Abstract 1,2‐Bis(pinacolboryl)benzene (1,2‐C 6 H 4 (Bpin) 2 , 2 ) was synthesized in preparatively useful yields from 1,2‐C 6 H 4 Br 2 , i PrOBpin, and Mg turnings in the presence of 1,2‐C 2 H 4 Br 2 as an entrainer. Compound 2 is a versatile starting material for the synthesis of (un)symmetrically substituted benzenes (i.e., 1,2‐C 6 H 4 (Ar 1 )(Ar 2 )) through sequential Suzuki–Miyaura coupling reactions.
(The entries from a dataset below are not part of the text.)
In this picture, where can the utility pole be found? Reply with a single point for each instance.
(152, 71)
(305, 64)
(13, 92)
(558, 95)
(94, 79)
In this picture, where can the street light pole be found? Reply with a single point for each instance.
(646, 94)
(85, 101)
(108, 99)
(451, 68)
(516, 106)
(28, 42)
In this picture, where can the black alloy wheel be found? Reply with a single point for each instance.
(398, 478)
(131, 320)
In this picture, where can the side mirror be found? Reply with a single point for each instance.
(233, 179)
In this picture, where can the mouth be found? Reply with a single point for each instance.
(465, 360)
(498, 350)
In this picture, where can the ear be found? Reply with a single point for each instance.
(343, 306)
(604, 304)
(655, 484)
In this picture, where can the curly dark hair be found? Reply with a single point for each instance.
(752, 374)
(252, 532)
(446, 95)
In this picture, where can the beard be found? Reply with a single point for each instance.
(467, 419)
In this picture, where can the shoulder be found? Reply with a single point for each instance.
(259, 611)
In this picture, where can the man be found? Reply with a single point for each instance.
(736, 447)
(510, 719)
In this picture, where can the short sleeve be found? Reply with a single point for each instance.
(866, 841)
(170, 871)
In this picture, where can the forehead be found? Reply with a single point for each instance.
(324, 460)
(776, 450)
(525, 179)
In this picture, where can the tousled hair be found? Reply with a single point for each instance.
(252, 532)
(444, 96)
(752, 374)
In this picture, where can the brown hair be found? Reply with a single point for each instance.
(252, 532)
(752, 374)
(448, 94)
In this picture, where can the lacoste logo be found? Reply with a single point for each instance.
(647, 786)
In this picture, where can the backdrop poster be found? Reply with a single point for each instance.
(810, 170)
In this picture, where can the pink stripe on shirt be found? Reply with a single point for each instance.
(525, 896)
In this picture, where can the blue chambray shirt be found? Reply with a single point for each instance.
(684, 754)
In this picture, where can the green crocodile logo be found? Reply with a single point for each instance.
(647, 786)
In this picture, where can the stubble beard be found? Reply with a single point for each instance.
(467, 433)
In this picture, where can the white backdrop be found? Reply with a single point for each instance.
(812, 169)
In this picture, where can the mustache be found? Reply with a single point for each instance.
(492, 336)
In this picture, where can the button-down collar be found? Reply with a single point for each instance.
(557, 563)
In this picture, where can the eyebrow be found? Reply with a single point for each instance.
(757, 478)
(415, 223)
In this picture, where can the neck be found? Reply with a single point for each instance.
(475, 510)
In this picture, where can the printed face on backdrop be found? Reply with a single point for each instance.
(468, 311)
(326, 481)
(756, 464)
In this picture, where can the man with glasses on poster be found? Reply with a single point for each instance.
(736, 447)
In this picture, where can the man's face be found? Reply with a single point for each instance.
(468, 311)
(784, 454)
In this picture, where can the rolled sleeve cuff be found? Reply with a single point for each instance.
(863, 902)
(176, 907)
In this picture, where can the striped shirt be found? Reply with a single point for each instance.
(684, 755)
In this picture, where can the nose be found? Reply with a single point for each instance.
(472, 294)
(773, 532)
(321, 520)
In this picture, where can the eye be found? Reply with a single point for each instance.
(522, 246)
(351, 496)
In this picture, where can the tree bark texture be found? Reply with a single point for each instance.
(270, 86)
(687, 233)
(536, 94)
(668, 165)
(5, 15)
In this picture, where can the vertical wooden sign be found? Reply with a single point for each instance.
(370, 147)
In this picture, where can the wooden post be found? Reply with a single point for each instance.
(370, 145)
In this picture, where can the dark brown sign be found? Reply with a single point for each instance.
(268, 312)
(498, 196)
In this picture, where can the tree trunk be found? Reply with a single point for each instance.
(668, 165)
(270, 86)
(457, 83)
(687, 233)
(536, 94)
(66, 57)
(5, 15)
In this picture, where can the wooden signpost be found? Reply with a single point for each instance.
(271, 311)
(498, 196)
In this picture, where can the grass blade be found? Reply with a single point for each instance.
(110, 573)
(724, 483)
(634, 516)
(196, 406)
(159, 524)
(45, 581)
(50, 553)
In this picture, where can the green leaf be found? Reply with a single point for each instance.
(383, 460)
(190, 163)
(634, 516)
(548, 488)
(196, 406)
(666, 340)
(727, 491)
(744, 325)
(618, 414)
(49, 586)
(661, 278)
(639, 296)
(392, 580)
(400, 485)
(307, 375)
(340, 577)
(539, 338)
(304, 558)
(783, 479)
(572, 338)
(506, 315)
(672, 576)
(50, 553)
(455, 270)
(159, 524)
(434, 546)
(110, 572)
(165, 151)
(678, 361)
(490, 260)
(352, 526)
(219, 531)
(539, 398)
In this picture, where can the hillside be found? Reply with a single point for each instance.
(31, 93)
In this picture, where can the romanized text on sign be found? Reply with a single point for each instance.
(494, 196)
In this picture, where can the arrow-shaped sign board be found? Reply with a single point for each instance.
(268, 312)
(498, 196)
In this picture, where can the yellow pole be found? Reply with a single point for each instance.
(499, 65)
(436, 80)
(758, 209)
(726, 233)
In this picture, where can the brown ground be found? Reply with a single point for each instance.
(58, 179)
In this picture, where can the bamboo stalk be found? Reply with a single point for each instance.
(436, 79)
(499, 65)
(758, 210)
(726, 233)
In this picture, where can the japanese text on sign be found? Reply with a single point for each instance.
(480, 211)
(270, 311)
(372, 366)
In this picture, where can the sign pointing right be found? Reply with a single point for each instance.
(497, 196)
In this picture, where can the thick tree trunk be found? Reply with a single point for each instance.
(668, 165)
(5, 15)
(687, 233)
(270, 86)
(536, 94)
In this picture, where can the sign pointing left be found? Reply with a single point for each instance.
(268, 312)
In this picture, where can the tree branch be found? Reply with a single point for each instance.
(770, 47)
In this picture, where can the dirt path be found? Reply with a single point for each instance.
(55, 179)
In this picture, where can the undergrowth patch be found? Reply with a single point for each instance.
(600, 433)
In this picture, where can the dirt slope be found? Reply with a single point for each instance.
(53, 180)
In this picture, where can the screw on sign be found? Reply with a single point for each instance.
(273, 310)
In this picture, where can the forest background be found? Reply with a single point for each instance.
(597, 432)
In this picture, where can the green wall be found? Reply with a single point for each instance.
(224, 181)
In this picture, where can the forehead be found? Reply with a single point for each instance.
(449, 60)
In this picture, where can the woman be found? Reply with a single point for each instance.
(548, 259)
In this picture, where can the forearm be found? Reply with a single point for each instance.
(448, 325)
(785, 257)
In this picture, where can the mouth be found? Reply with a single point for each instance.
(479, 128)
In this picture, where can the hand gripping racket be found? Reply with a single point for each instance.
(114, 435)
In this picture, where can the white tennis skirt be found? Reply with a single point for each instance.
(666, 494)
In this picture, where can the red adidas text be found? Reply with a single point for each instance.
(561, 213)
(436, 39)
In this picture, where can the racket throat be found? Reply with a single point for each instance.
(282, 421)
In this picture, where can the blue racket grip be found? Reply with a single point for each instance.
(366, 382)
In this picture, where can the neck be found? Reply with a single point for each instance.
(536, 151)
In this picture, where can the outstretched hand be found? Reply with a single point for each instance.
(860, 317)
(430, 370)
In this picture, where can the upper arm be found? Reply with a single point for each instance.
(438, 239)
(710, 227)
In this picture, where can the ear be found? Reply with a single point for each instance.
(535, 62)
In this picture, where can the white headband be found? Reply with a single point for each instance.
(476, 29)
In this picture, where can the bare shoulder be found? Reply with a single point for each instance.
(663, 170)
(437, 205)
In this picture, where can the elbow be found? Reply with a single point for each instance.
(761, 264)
Alternatively, it can be transformed into bis‐borate Li 2 [1,2‐C 6 H 4 (BH 3 ) 2 ] ( 3 ) through reduction with Li[AlH 4 ]. In the crystal lattice, the diethyl ether solvate 3⋅ OEt 2 establishes a columnar structure that is reinforced by an intricate network of B(μ‐H)Li interactions. Hydride‐abstraction from compound 3 with Me 3 SiCl leads to the transient ditopic borane 1,2‐C 6 H 4 (BH 2 ) 2 , which can either be used in situ for subsequent hydroboration reactions or trapped as its stable NMe 2 Et diadduct ( 6 ). In SMe 2 solution, the putative diadduct 1,2‐C 6 H 4 (BH 2 ⋅ SMe 2 ) 2 is not long‐term stable but rather undergoes a condensation reaction to give 9,10‐dihydro‐9,10‐diboraanthracene, HB(μ‐C 6 H 4 ) 2 BH, and BH 3 . 9,10‐Dihydro‐9,10‐diboraanthracene was isolated from the reaction mixture as its SMe 2 monoadduct ( 7 ), which dimerizes in the solid state through two BHB bridges (( 7 ) 2 , elucidated by X‐ray crystallography). In contrast, hydride‐abstraction from compound 3 in THF or CH 2 Cl 2 provides the unique exo ‐adduct H 2 B(μ‐H) 2 B(μ‐C 6 H 4 ) 2 B(μ‐H) 2 BH 2 ( 8 , elucidated by X‐ray crystallography). Quantum‐chemical calculations on various conceivable isomers of [1,2‐C 6 H 4 (BH 2 ) 2 ] 2 revealed that compound 8 was the most stable of these species. Moreover, the calculations confirmed the experimental findings that the NMe 2 Et diadduct of 1,2‐C 6 H 4 (BH 2 ) 2 is significantly more stable than the corresponding SMe 2 complex and that the latter complex is not able to compete successfully with borane‐dimerization and ‐condensation. The reaction cascade in SMe 2 , which proceeds from 1,2‐C 6 H 4 (BH 2 ) 2 to the observed adducts of HB(μ‐C 6 H 4 ) 2 BH, has been elucidated in detail and the important role of BCB‐bridged intermediates has been firmly established.